I consider video games to be art forms, but I'll grant you that just as with commercial movies/books/anyartformyoucanthinkoff there is a lot of stuff that can't be considered an art form at all. I find it similar to movies in that they tend to mix many art forms into a composed art form, but unlike movies I find there are additional layers that can exist in games that don't exist in movies (like code writing.)
Oh and you asked earlier, there is a British Academy Video Games Awards that has been running since 2003, and I know there are others just don't have much time to look for them right now.
Ok...I'm not quite sure what else could be added here with regards to art and artforms.

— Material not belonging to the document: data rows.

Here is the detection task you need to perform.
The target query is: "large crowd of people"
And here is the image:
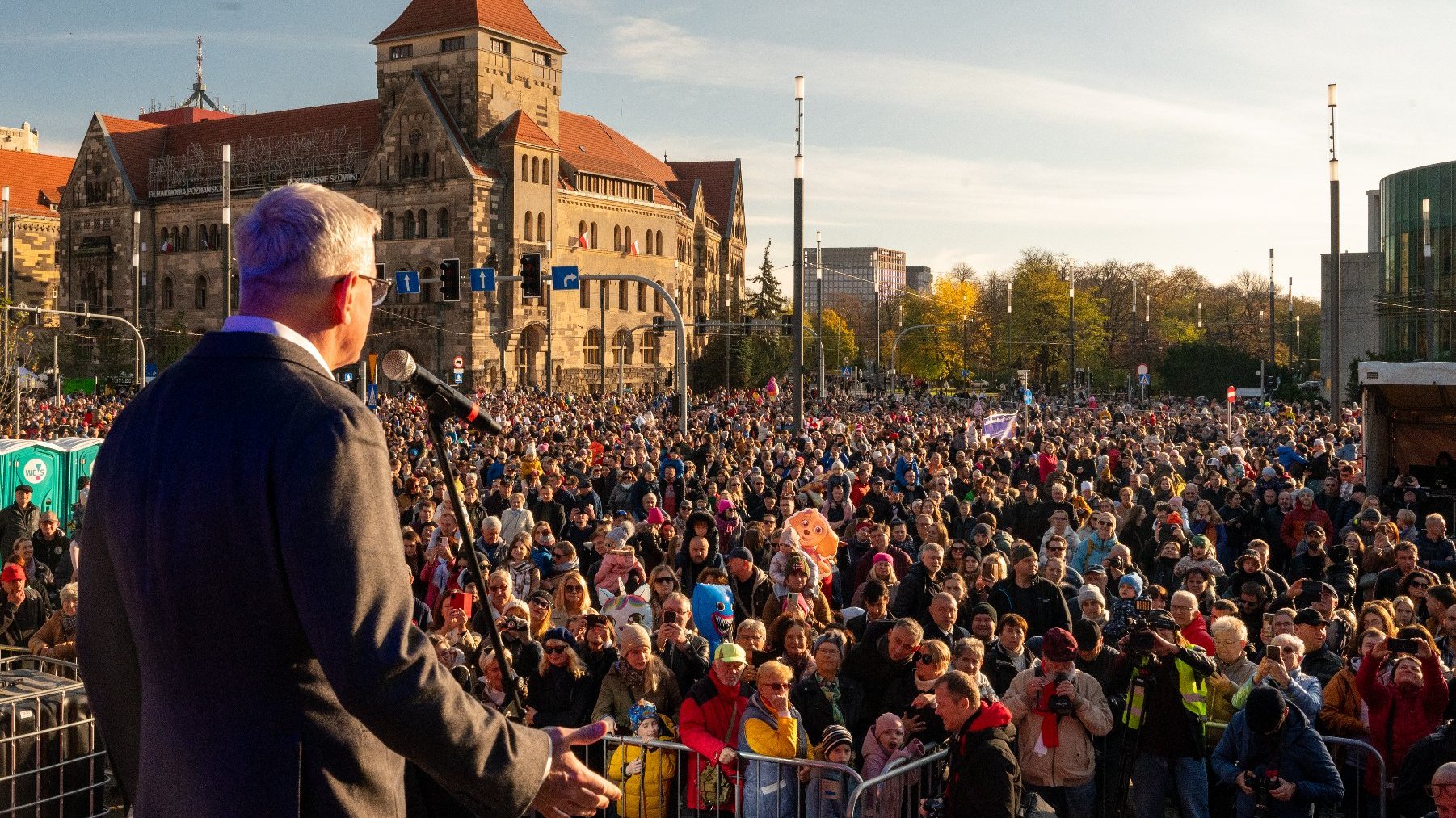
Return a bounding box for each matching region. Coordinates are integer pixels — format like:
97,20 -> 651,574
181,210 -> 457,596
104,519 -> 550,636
14,392 -> 1456,818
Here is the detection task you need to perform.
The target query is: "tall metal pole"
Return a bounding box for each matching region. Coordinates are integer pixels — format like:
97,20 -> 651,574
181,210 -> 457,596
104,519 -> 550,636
131,208 -> 147,383
0,185 -> 8,439
1264,247 -> 1278,397
1067,279 -> 1077,403
793,74 -> 804,432
814,230 -> 824,401
1325,83 -> 1344,407
223,144 -> 233,319
1421,199 -> 1441,361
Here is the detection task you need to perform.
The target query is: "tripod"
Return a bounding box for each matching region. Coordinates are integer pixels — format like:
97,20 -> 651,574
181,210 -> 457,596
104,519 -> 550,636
425,393 -> 526,719
1111,653 -> 1158,815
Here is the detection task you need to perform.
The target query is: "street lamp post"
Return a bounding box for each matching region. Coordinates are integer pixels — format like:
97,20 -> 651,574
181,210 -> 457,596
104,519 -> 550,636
793,74 -> 804,432
1325,83 -> 1342,407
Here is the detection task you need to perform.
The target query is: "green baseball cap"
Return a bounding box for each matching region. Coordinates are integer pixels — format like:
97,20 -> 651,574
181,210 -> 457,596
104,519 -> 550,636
713,642 -> 748,665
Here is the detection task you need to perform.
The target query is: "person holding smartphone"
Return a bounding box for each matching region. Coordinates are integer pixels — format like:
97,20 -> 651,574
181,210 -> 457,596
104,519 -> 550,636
1233,633 -> 1325,720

So I'll just skip all that and get back to the topic at hand.
I don't think its a crime for someone to say they are disappointed by what was announced at Hero-Con.

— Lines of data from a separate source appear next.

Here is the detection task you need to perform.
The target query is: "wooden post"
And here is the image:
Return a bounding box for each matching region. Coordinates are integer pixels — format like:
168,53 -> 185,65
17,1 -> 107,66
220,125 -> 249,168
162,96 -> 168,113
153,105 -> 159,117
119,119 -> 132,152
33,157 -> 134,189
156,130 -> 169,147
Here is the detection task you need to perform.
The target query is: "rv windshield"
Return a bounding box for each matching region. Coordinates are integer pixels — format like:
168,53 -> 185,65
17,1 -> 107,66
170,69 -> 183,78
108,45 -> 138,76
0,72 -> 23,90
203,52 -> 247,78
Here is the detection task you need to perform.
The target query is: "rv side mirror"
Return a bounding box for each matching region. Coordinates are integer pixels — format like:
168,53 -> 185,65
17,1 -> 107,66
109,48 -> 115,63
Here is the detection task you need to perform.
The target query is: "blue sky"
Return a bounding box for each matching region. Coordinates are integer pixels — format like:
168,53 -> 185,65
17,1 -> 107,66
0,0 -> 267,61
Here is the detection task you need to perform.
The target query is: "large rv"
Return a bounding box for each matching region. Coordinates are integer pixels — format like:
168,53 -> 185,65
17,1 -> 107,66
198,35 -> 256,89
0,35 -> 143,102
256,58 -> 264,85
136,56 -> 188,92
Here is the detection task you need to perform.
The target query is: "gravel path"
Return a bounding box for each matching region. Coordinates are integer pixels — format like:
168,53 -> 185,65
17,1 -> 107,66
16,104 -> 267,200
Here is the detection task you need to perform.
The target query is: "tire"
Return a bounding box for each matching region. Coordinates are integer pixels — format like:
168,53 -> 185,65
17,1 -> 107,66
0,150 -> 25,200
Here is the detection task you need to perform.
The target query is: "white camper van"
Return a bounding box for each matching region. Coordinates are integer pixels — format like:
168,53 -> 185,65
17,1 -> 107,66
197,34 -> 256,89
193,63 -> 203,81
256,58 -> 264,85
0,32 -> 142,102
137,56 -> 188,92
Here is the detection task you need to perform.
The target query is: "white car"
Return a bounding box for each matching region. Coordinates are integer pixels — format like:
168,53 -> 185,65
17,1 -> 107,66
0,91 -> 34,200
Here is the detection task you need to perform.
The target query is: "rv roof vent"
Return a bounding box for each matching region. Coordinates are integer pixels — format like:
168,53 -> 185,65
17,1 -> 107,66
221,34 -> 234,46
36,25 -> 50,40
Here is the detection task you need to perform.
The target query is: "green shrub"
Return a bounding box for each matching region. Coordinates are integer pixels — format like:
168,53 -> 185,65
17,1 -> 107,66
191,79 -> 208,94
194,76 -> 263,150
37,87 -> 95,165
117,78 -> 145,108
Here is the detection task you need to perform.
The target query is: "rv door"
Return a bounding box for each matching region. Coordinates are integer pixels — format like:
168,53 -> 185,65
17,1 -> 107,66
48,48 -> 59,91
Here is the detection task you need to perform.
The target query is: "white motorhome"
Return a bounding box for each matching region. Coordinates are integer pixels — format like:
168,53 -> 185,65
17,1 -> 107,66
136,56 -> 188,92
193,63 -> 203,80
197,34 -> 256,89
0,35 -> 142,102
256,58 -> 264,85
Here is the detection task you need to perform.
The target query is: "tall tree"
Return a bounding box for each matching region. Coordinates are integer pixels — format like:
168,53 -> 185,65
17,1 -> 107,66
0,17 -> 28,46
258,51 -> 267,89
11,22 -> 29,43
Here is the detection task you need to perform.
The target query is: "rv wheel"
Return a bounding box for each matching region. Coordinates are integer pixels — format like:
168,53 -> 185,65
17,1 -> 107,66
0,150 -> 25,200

In a sense I was disappointed. Maybe not so much by what they announced, because I love Dual Pistols and I think I'll love Demon Summoning along with the graphics upgrade. I was disappointed by not knowing more.
I know marketing is keeping a tight reign on things and that some of that is also likely due to certain things not being nailed down as final etc. Still, I'd like to know what we're getting beyond 1 - 20 levels of content and side switching.
I think I may feel much less disappointed because I like the stuff they have announced, but I'm hopeful for much more.
I think this part of the OP's post is what I felt like I most agree with.
But I expected gameplay, innovations towards teaming, task forces, more goals for solo players, new mission types and other things to keep you playing through the content and make you forget what power leveling means. |
Which part? That videogames aren't an art form, that they may be an artform eventually, or that some games are closer to being art than others?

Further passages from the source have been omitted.